An owl's eyesight is specially adapted to help them hunt at night. They have large, tubular eyes that allow them to collect and focus light more effectively, giving them excellent night vision. They also have a large number of light-sensitive cells called rod cells, which are more sensitive to light than the cone cells that humans have. This allows them to see in low light conditions.
Focusing is the process of directing light rays to a specific point in space, either by bending or reflecting them. This can be achieved through various optical components such as lenses, mirrors, and prisms. In the case of an owl, their large eyes and specialized retina help them to focus and see clearly in low light conditions.
The lens is a crucial component in optics as it is responsible for bending and focusing light rays. It works by refracting light, which means it changes the direction of light as it passes through it.
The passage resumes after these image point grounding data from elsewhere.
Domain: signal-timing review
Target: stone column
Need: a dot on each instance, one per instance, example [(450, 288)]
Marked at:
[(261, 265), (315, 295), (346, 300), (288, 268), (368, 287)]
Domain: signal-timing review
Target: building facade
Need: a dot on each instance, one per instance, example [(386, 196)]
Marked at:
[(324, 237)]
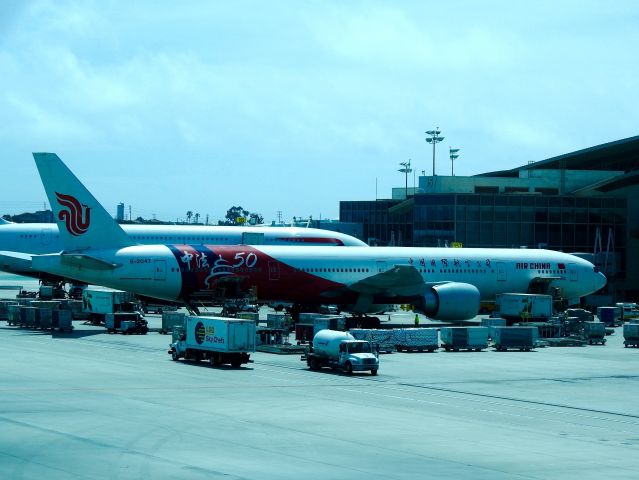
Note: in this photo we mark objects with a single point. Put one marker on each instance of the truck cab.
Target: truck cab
(357, 355)
(339, 350)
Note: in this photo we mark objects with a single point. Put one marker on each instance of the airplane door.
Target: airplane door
(273, 270)
(572, 271)
(252, 238)
(45, 236)
(159, 270)
(501, 272)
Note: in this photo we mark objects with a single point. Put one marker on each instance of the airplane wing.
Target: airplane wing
(15, 261)
(400, 280)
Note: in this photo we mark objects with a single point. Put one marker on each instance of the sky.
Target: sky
(292, 106)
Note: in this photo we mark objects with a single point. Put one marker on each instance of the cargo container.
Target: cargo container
(62, 320)
(383, 339)
(278, 321)
(522, 338)
(45, 318)
(216, 339)
(170, 320)
(13, 314)
(464, 338)
(28, 317)
(594, 332)
(125, 323)
(4, 308)
(631, 335)
(99, 301)
(340, 350)
(491, 323)
(522, 307)
(328, 322)
(416, 339)
(628, 311)
(611, 316)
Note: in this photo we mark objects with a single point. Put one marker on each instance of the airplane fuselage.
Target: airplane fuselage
(325, 275)
(43, 238)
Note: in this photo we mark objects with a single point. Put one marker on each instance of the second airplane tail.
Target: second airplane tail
(83, 223)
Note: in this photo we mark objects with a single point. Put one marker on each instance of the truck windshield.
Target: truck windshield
(359, 347)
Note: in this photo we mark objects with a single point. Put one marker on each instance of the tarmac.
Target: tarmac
(102, 406)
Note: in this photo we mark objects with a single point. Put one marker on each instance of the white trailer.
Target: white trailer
(216, 339)
(340, 351)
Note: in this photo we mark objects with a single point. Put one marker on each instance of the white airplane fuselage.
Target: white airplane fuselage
(326, 275)
(42, 238)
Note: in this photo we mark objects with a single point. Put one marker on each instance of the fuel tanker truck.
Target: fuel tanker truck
(340, 351)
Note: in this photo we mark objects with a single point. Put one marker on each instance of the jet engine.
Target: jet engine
(451, 301)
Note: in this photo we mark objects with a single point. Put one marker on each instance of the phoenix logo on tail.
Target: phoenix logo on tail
(77, 218)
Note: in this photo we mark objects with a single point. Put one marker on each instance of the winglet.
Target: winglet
(83, 223)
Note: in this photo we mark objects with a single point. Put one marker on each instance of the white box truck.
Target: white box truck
(340, 351)
(524, 307)
(216, 339)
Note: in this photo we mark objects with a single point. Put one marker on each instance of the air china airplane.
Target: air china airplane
(39, 238)
(445, 284)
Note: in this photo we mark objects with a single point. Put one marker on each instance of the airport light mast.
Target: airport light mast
(434, 138)
(405, 170)
(453, 156)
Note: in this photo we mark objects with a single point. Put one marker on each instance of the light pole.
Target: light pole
(434, 138)
(405, 170)
(453, 156)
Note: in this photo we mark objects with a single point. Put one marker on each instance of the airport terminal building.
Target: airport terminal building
(584, 202)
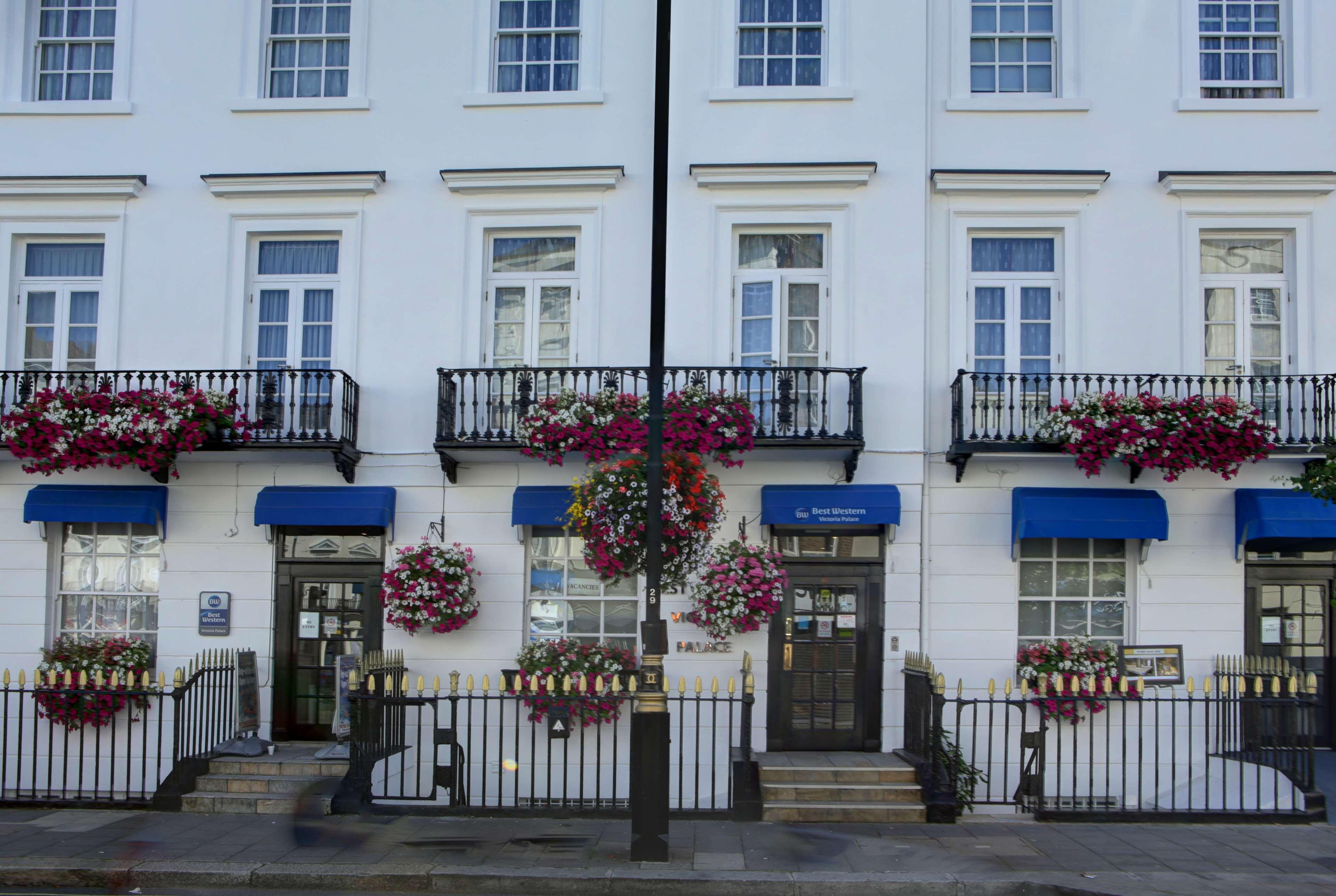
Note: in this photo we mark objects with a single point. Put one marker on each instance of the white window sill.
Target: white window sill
(305, 105)
(67, 107)
(1005, 103)
(778, 94)
(1199, 105)
(533, 98)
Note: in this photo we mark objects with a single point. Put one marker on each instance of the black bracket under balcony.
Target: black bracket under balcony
(313, 411)
(1001, 413)
(796, 408)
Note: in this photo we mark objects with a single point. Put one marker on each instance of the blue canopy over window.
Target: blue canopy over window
(320, 505)
(146, 504)
(1088, 513)
(1271, 520)
(806, 505)
(540, 505)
In an owl's eye, the lens is able to change its shape to adjust the focus and provide clear vision at different distances.
Optics has a wide range of applications in our daily lives, from simple tasks such as seeing and reading to more complex technologies like cameras, telescopes, and microscopes. It is also used in various industries, including medicine, telecommunications, and manufacturing. Without optics, many of the technologies we rely on today would not be possible.